When we walk with Jesus as our teacher and yoke mate, we have opened our hearts to hear from the Father all that He wants us to know. We also allow His joy to lift our burden and lighten our hearts and minds … thus our mourning can now be turned into dancing and He is able to clothe us in His Great Joy. Yoked together with Jesus we can …

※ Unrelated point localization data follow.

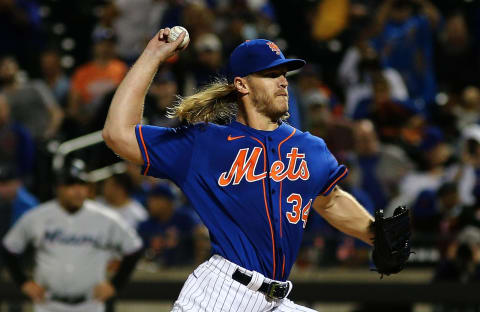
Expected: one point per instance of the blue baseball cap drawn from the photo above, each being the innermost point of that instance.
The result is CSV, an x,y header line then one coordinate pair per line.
x,y
256,55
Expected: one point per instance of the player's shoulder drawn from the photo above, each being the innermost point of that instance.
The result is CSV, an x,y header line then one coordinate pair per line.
x,y
47,208
306,137
100,211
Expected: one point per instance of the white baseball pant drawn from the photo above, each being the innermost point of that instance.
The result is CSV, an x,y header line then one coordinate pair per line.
x,y
211,288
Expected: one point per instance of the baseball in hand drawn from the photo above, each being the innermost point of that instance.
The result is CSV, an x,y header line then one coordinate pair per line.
x,y
175,32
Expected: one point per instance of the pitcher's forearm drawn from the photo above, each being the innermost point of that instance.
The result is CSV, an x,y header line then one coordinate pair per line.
x,y
126,108
346,214
127,105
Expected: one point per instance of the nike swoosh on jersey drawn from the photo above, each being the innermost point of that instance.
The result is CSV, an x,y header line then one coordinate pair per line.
x,y
230,138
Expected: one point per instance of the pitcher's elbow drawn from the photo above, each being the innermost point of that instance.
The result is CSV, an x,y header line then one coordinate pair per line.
x,y
108,137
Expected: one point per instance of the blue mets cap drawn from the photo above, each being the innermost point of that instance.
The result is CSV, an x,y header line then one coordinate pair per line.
x,y
256,55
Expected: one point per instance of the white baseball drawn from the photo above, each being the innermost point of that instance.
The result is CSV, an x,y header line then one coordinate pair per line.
x,y
175,32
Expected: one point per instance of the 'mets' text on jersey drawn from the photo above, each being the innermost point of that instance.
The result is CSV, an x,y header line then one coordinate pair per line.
x,y
253,189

            Break forth into joy, oh my soul
            Break forth into joy, oh my soul
            In the presence of the Lord, there is joy forevermore
            Break forth, break forth into joy, oh my soul!

AND

            God has turned my mourning into dancing for me
            God has taken my sackcloth
            God has turned my mourning into dancing for me
            I will ever praise His name.

Yes, as Solomon once said,
“To every thing, there is a season and a time to every purpose under the heaven: A time to be born, and a time to die; a time to plant, and a time to pluck up that which is planted; A time to kill, and a time to heal; a time to break down, and a time to build up; A time to weep, and a time to laugh; a time to mourn, and a time to dance …” Ecclesiastes 3:1-4, KJV


As David said in Psalm 30:12, NKJV, “To the end that my glory may sing praise to You and not be silent. O Lord my God, I will give thanks to You forever.

So when your burden is heavy, take the time to mourn. But remember Jesus is waiting for you to take up His yoke and allow Him to help you to shoulder your load. He will lighten the burden and turn your mourning into dancing, filling your heart with His great Joy in the process!